GENEVE could perfectly be suitable with a multicast based control plane
to establish ad-hoc tunnels without any centralized involvement.

I was only proposing VXLAN since this multicast group system was part of
the original RFC (supported in Linux since 3.12).

> > >>> - Limited and scoped "flooding" with IGMP/MLD snooping enabled in
> > >>>  top-of-rack switches. Multicast is only used for BUM traffic.
> > >>> - Only one VXLAN output port per implemented logical switch on a given
> > >>>  chassis.
> > >>
> > >> Would this actually work with one VXLAN output port? Would you not need
> > >> one port per target node to send unicast traffic (as you otherwise flood
> > >> all packets to all participating nodes)?
> > >
> > > You would need one VXLAN output port per implemented logical switch on
> > > a given chassis. The port would have a VNI (unique per logical switch)
> > > and an associated multicast IP address. Any chassis that implement this
> > > logical switch would subscribe to that multicast group. The flooding
> > > would be limited to first packets and broadcast/multicast traffic (ARP
> > > requests, mostly). Once the receiver node replies, all communication
> > > will happen with unicast.
> > >
> > > https://networkdirection.net/articles/routingandswitching/vxlanoverview/vxlanaddresslearning/#BUM_Traffic
> > >
> > >>> Cons:
> > >>>
> > >>> - OVS does not support VXLAN address learning yet.
> > >>> - The number of usable multicast groups in a fabric network may be
> > >>>  limited?
> > >>> - How to manage seamless upgrades and interoperability with older OVN
> > >>>  versions?
> > >> - This pushes all logic related to chassis management to the
> > >>  underlying networking fabric. It thereby places additional
> > >>  requirements on the network fabric that have not been here before and
> > >>  that might not be available for all users.
> > >
> > > Are you aware of any fabric that does not support IGMP/MLD snooping?
>
> Have you ever operated a network without having issues with multicast? ;)

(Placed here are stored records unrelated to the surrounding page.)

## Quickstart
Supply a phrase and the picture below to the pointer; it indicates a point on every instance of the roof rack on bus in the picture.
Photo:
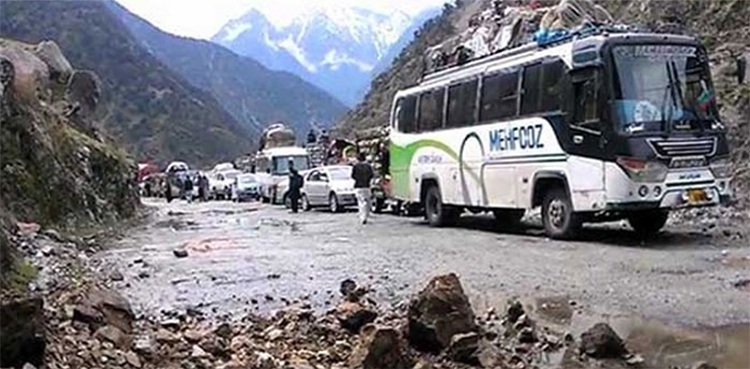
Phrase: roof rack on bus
(542, 39)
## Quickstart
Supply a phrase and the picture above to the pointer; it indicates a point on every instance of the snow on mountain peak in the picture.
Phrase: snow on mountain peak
(326, 44)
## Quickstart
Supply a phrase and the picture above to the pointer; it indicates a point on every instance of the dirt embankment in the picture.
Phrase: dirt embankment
(56, 171)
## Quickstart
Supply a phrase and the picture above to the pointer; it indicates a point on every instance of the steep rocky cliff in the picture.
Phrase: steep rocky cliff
(56, 168)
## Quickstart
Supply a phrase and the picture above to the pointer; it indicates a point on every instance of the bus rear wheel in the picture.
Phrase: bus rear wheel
(560, 222)
(648, 223)
(437, 213)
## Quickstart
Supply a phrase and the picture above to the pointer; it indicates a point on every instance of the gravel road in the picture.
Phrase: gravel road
(255, 257)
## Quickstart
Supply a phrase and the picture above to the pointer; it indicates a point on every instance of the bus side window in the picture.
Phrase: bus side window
(554, 82)
(406, 114)
(462, 100)
(499, 96)
(585, 104)
(532, 92)
(431, 110)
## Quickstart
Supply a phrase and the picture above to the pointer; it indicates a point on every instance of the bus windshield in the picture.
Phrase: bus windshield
(281, 164)
(663, 88)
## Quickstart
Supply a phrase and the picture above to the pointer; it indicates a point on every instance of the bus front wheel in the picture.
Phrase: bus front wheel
(437, 213)
(560, 222)
(648, 223)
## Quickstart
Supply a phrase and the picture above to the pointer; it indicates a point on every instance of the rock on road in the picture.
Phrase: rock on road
(247, 257)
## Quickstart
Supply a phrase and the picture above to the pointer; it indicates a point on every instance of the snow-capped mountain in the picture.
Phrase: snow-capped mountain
(336, 48)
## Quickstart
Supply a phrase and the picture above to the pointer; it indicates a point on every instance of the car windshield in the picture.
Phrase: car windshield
(231, 175)
(281, 164)
(246, 179)
(337, 174)
(663, 88)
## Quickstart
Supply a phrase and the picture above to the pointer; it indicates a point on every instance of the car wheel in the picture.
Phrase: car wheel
(437, 213)
(560, 222)
(648, 223)
(377, 205)
(333, 203)
(305, 203)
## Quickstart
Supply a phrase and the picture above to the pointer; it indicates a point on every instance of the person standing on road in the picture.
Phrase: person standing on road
(188, 188)
(295, 187)
(362, 173)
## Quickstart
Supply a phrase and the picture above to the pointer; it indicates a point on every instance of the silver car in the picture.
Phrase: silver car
(330, 186)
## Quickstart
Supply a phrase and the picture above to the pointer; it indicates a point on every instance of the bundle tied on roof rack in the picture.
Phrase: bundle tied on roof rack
(503, 27)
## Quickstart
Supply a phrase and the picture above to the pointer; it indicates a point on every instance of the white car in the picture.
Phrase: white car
(329, 186)
(220, 184)
(245, 187)
(221, 167)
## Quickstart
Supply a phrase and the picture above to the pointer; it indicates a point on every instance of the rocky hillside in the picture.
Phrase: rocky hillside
(152, 110)
(57, 169)
(722, 25)
(254, 95)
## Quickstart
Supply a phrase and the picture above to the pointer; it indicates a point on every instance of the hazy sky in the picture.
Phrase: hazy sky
(203, 18)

I must admit I don't have enough field experience operating large
network fabrics to state what issues multicast can cause with these.
This is why I raised this in the cons list :)

What specific issues did you have in mind?

> > >> - The bfd sessions between chassis are no longer possible thereby
> > >>  preventing fast failover of gateway chassis.
> > >
> > > I don't know what these BFD sessions are used for. But we could imagine
> > > an ad-hoc establishment of them when a tunnel is created.
> > >
> > >> As this idea requires VXLAN and all current limitation would apply to
> > >> this solution as well this is probably no general solution but rather a
> > >> deployment option.
> > >
> > > Yes, for backward compatibility, it would probably need to be opt-in.
>
> Would an alternative be to look at how we can make the existing
> communication infrastructure that OVN provides between the
> ovn-controllers more efficient for this use case? If you think about
> it, could it be used for "multicast" like operation? One of the issues
> with large L2s for OVN today is the population of every known mac
> address in the network to every chassis in the cloud. Would an
> alternative be to:
>
> - Each ovn-controller preprograms only the mac bindings for logical
>   switch ports residing on the hypervisor.
> - When learning of a remote MAC address is necessary, broadcast the
>   request only to tunnel endpoints where we know there are logical
>   switch ports for the same logical switch.
> - Add a local OVSDB instance for ovn-controller to store things such
>   as learned mac addresses instead of using the central DB for this
>   information.

I am afraid that it would complicate even more the current OVN. Why
reimplement existing network stack features in OVN?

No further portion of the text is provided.